Nearly one out of every ten couples worldwide cannot conceive a child after trying for a year, according to recent epidemiological studies (Hum. Reprod. 22, 1506–1512; 2007). The cause remains unknown among 25% of those with infertility. Now, new genetic studies suggest that, in some cases, the culprit might, in fact, lie hidden in one's DNA.

So far, scientists have identified nearly 300 DNA mutations in men with reproductive defects. When modeled in mice, many of these mutations have a pivotal role in the development of the ovaries, testes and especially sperm. Sperm and egg development starts with meiosis, a process in which chromosomes line up before self-segregating into daughter cells. During this process, pairs of chromosomes carry out an intricate cellular choreography of migrations and alignments to effectively swap genetic information.

If this gene-swapping action, known as 'recombination', goes awry, the resulting cells end up with either too few or too many chromosomes. When this produces aberrant sperm, they are usually eliminated through a process of biological checkpoints—in some cases causing men to produce semen with no sperm.

On the other hand, aberrant eggs containing the wrong number of chromosomes usually survive. But if one of these eggs is fertilized, the resulting zygote fails to develop normally, usually leading to miscarriage.

In 2000, Swedish scientists identified a protein, called synaptonemal complex protein-3 (Sycp3), that seems to facilitate the recombination process. Male mice lacking both copies of Sycp3 don't produce any sperm. And a follow-up study found that female mice that lack Sycp3 produce embryos with abnormal chromosome numbers that die in utero. In 2003, geneticists found SYCP3 mutations in DNA samples from 2 out of 19 men who didn't produce sperm (Lancet 362, 1714–1719; 2003).

Experts note, however, that most infertile men produce some sperm, but the sperm may not move well or may have abnormal shapes. For example, researchers found 28 infertile North African men who produced large-headed sperm that had up to four tails each instead of just one. Of these men, 23 had a mutation in the gene encoding aurora kinase C, which, like Sycp3, helps coordinate chromosome movement during meiosis.

The researchers say the aurora kinase C mutation is the first 'recurrent' mutation identified for male infertility, meaning that it gets passed down from generation to generation. They estimate that the original mutation occurred about 1,500 years ago.

Genetic screening procedures, though, may be futile: each specific genetic mutation only affects a fraction of the infertile, and methods to repair the genome are still a decade away.

“The trouble with genetics is it's always a very long time from when you identify the gene to the time you can do something for the patients,” says Pierre Ray of Grenoble University Hospital, who presented the aurora kinase C results at the European Society of Human Reproduction and Embryology conference in Barcelona this past July. For the men with this mutation, “we tell them that the options are sperm donor or adoption,” he says.

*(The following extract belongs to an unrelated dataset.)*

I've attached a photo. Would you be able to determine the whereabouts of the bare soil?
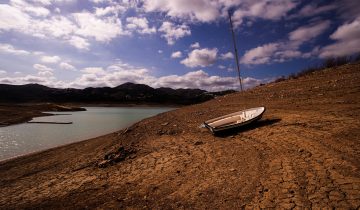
[0,64,360,209]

In fact, most of the identified genes come from samples this size or smaller, meaning that they don't come close to accounting for the number of people who are genetically infertile.

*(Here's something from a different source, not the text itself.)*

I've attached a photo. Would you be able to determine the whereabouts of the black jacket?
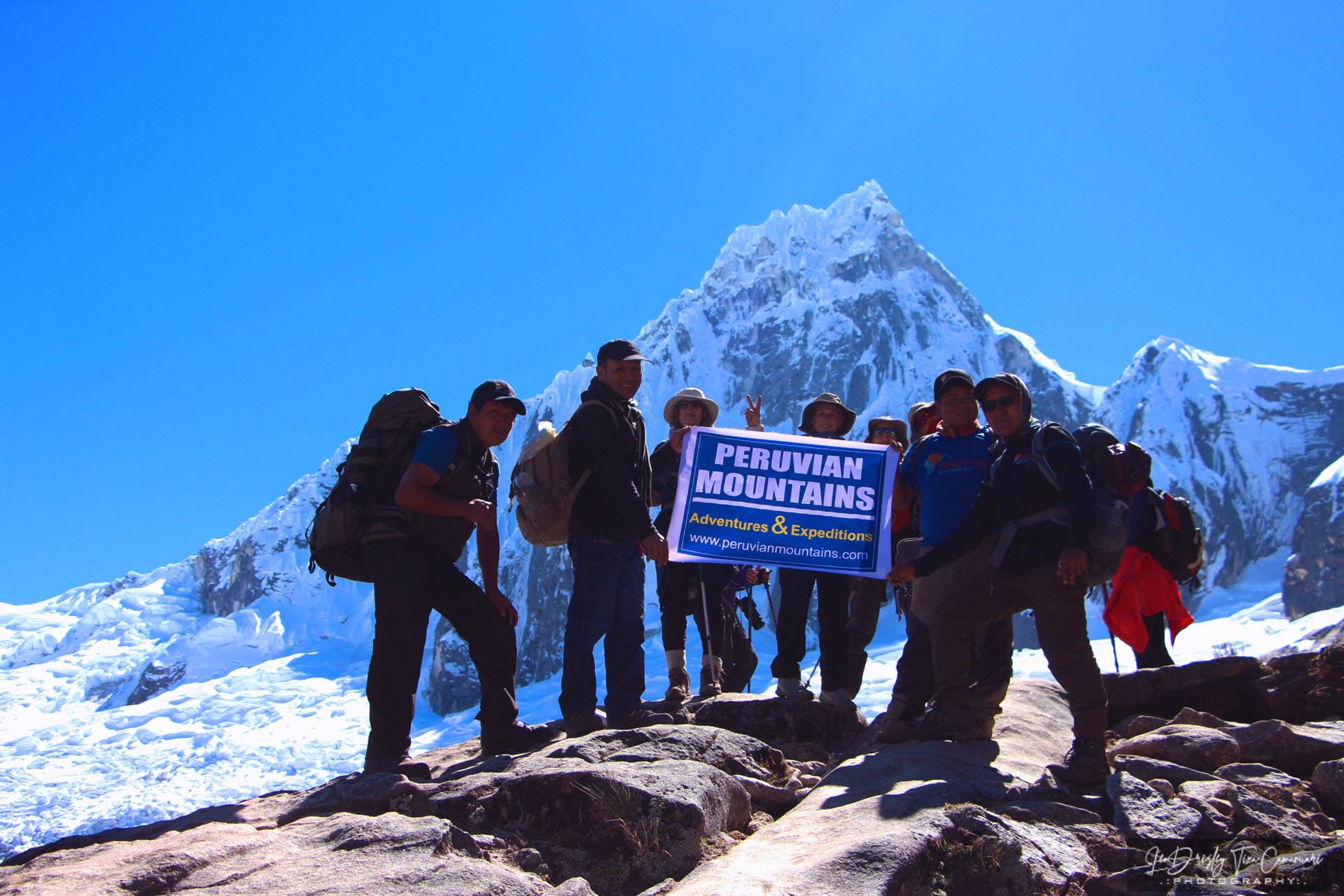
[566,376,654,541]
[916,421,1096,576]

“If you look at the genes that have been analyzed so far, the frequency might be 1% in a fertile population and 4% or 5% in an infertile population,” says Douglas Carrell, director of In Vitro Fertilization and Andrology Laboratories at the University of Utah School of Medicine. But he adds that most infertility probably stems from 'multiple hits' to the genome—an idea that only genome-wide scans of infertile men could test.

Therapy challenges

Researchers have had limited success in developing infertility treatments on the basis of gene therapy—replacing faulty genes with functional ones, usually with genetically engineered viruses.

Targeting the sperm or egg cells with gene therapy represents a huge challenge because they are tough to reach in the body. Instead, researchers are targeting defective genes in Sertoli cells, which produce growth proteins in the testes that nourish immature sperm. In 2002, researchers used an adenovirus to insert the mouse Steel (SI) gene into Sertoli cells of infertile, SI-knockout mice. The transgene was successfully taken up by the cells and partially restored spermatogenesis in the mice (Proc. Natl. Acad. Sci. USA 99, 1383–1388; 2002).

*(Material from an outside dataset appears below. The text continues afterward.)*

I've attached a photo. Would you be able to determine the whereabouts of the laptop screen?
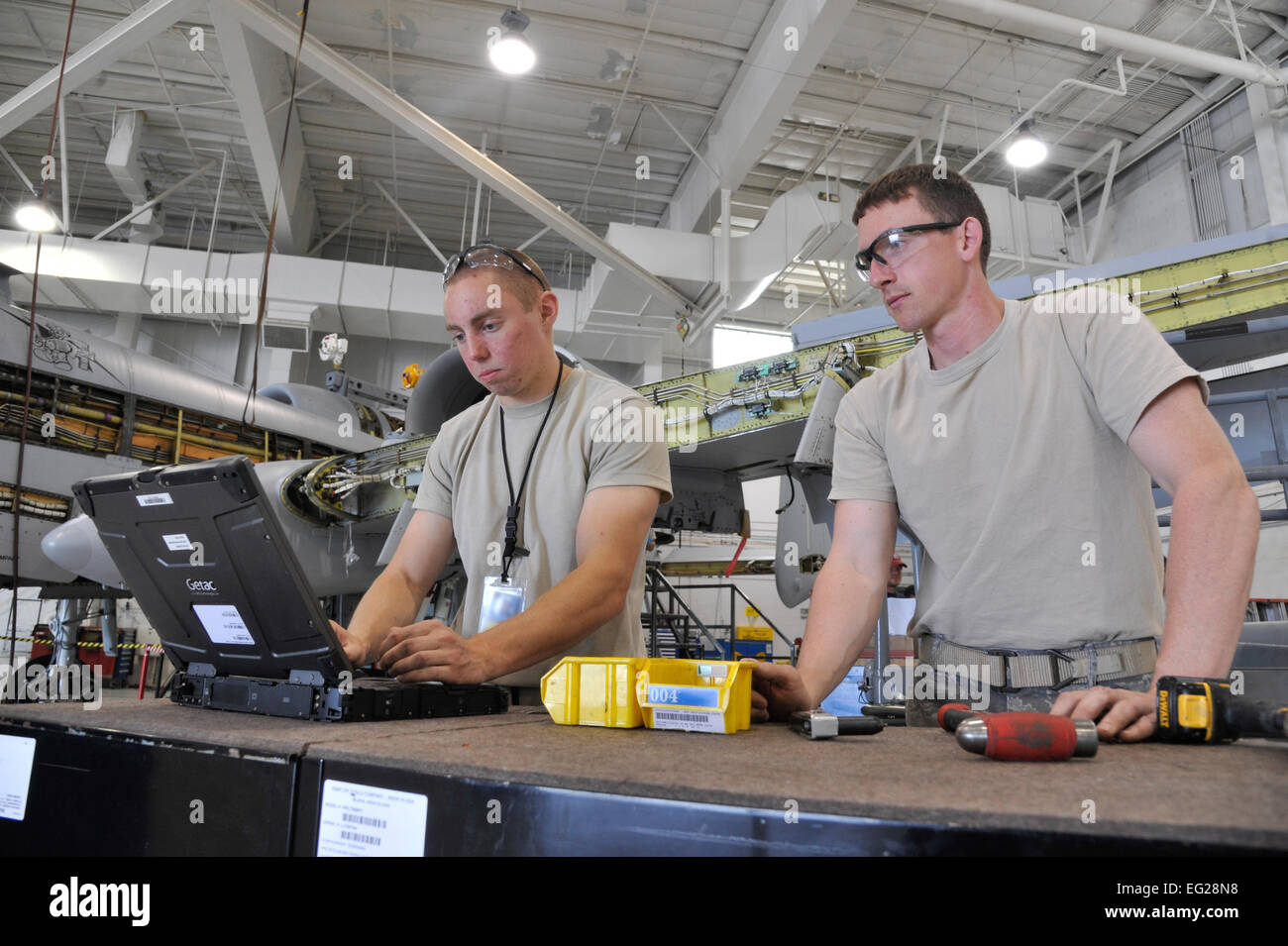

Still, it's a long way from mice to humans. “Our limited understanding of the complex regulatory mechanisms underlying normal [sperm production] makes it difficult to identify specific target genes for gene therapy,” says Yoshiyuki Kojima of Nagoya City University Graduate School of Medical Sciences, who also studies gene therapy in mouse Sertoli cells. He adds that it may be decades before the technology reaches the clinic.